While Indonesia has made significant progress since its transition to democracy in 1998, it still faces major governance and development challenges. The FY 2016 request continues to support Indonesia’s commitment to public accountability and rule of law, broad and robust civic participation on the part of Indonesian civil society, and the protection of the rights of all its citizens. Together this work deepens democratic consolidation and widens good governance achievements to all parts of the nation. As we continue our rebalance toward the Asia-Pacific region, such support is key to achieving our strategic objectives in the world’s third-largest democracy, its largest Muslim-majority nation, and the largest economy in Southeast Asia.

Strengthening Regional Institutions

The United States seeks to shape the evolving regional architecture and deepen our engagement with various multilateral institutions and fora. Fostering the growth of a rules-based system in the region is a key national interest. The FY 2016 request provides $30.5 million to continue capacity-building activities for key multilateral institutions and fora such as the ASEAN and fora including APEC, the ASEAN Regional Forum, and the Lower Mekong Initiative (LMI). The requested funds will support these multilateral institutions and provide platforms for dialogue that advance regional economic and political integration, security cooperation, and humanitarian relief.

For example, through the (LMI), the funding will provide assistance to the Lower Mekong Delta, which supports education, environment, health, food security, energy security, and connectivity in the Lower Mekong sub-region. LMI complements bilateral programs in Burma, Cambodia, Laos, Thailand, and Vietnam and elevates the profile of the United States in the region. Most importantly, LMI builds cooperation and trust between neighbors in the region, which is essential when addressing trans-boundary development and policy challenges. LMI programs are also helping to close the development gap within ASEAN and improving ASEAN economic integration by building the institutional capacity of the poorest ASEAN countries.

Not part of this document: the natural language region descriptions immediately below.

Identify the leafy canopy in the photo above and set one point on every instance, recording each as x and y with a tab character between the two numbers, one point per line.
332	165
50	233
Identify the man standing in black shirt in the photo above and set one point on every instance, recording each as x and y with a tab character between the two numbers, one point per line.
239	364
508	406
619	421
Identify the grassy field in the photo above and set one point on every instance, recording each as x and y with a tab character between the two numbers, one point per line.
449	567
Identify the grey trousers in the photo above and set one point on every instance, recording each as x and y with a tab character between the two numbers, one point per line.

U.S. assistance will support sustainable development of the Mekong River and other transnational issues facing this dynamic sub-region – a waterway on which 60 million people depend for their livelihood. The request will fund projects that support the sustainable development of the Mekong River and assist the region to work towards a future in which economic growth does not come at the expense of clean air, clean water, and healthy ecosystems.

Addressing War Legacies

As the United States embarks on a renewed, deepened relationship with the Asia-Pacific region, we must continue to demonstrate strong leadership in helping affected countries overcome health, social, and environmental challenges that remain perceived as legacies of war. The FY 2014 request will help Vietnam, Laos, Cambodia, and Pacific Island countries overcome lingering challenges threatening sustainable development by undertaking humanitarian efforts to reduce the effects of unexploded ordnance (UXO). The request provides $23 million for UXO clearance in EAP region, which includes $21 million for Southeast Asia and $2 million for the Pacific Islands. Our FY 2016 request also maintains our firm commitment to remediate dioxin contamination at the former U.S. airbase in Danang, Vietnam. We have requested a total of $15 million to support remediation efforts in Vietnam.


Mr. Chairman and Members of the Subcommittee, the Department of State is fully committed to the Asia-Pacific rebalance and is dedicated to ensuring that our engagement with the region continues to be robust. A peaceful and prosperous Asia-Pacific region results in many benefits for the peoples of United States and of the region. We look forward to working with you and other Members of Congress to continue to build on our accomplishments in the region.

Thank you for inviting me to testify today. I am pleased to answer any questions you may have.